Bias servo circuit location

The bias servo is thermal compensation. It's attached to the output transistors or heatsink to regulate the idle current. I can wire it between my VAS transistor collectors or between the driver emitters. VAS is 2.5mA. Drivers are 10mA.
 
I prefer to install the bias spreader between the collectors of the VAS. That way its end-to-end impedance is effectively reduced by a factor of Beta. The Beta of the driver transistors. It also runs at lower current so there's less self-heating, and I don't want a thermal sensor to heat itself and spoil the measurement.
 
Output servo is for DC offset voltage & its drift compensation. It's an integrator with a very long time constant, like 10 whole seconds. It looks at the speaker terminals and applies slow, long term corrections to the input stage to null out any DC present at the speaker terminals. The long time constant is used so that the servo will not attempt to null out very low bass program material.
 
The LTP handles DC offset in this amp.

My original issue is using a symmetrical IPS with current mirrors and a hexfet OPS. Cold idle current is 0. I have to warm the mirror to get things going. I intended to swap in a darlington OPS but I can't drive them off the VAS. I needed to add a driver in EF configuration which makes it a triple darlington OPS. My mosfet PCB layouts had the bias servo across the VAS emitters (OPS gates). If I change to triple darlington, I'll have to rewire the bias servo to the VAS stage (before the drivers) and I don't have the room on the PCB for the additional traces/connections needed. I could do a 3 conductor wire lead to the VAS but that's a difficult option in the space available.

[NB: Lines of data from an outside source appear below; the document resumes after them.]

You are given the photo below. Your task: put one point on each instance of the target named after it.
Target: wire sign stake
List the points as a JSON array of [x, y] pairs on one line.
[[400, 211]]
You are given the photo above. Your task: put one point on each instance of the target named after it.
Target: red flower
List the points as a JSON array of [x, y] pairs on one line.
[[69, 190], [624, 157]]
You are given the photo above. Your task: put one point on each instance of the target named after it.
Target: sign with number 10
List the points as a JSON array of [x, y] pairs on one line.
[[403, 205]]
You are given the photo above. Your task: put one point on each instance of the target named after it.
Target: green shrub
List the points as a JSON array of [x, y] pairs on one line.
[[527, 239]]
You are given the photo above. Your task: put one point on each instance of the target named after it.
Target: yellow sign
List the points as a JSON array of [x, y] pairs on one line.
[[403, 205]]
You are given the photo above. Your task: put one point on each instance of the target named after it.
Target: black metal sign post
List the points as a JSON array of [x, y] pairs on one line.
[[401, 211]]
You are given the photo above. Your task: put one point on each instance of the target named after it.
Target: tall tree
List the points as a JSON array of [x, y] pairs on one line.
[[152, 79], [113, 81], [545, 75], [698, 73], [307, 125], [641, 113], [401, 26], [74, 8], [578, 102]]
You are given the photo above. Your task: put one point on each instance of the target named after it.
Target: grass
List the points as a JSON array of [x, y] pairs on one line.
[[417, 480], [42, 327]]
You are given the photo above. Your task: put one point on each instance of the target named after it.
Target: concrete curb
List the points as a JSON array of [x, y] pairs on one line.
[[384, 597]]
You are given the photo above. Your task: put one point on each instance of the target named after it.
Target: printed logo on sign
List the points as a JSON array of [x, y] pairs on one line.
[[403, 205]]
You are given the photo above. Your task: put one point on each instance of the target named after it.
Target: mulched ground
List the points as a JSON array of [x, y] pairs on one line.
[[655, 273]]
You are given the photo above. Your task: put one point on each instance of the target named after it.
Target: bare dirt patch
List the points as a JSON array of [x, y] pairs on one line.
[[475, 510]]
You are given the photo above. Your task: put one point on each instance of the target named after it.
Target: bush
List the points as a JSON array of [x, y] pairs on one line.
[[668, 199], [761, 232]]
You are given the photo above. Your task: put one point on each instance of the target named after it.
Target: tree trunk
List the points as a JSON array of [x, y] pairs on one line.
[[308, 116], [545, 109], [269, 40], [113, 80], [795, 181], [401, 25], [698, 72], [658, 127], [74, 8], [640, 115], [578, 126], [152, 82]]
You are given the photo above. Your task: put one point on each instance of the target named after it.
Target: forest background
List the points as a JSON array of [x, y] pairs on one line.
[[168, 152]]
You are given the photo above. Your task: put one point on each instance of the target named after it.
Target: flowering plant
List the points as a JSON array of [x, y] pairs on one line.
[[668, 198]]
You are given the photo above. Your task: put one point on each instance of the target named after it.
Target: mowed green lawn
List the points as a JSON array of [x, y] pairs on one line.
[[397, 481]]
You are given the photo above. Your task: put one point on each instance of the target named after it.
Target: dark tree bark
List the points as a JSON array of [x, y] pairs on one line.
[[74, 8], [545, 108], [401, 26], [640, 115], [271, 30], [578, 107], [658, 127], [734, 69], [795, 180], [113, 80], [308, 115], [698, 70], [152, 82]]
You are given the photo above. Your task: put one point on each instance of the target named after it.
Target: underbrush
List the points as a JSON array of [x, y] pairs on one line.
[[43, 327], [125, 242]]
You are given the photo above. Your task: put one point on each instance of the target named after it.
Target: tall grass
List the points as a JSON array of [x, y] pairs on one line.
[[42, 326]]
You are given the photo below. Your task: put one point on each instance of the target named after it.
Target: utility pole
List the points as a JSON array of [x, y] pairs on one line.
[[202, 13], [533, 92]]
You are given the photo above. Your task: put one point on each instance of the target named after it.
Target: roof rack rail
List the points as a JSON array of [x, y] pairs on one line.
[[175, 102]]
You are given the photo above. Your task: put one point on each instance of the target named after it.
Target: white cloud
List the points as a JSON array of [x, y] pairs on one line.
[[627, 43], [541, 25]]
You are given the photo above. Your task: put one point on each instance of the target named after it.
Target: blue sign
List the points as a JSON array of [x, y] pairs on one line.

Now what I think I'll do is a CFP VAS so I can run the current VAS at a higher current without loading the LTP, and leave the bias servo connected like it was. The VAS will run 8~10ma which is more then I'd like to have flowing through my bias transistor but it's the easiest solution at this time. Since the voltage across the bias servo is only four Vbe, it's only 40mW to dissipate. This shouldn't cause any excessive heating of the bias servo.

I'll try and post some pictures soon. 1000 words can't explain the hole I've trapped myself in.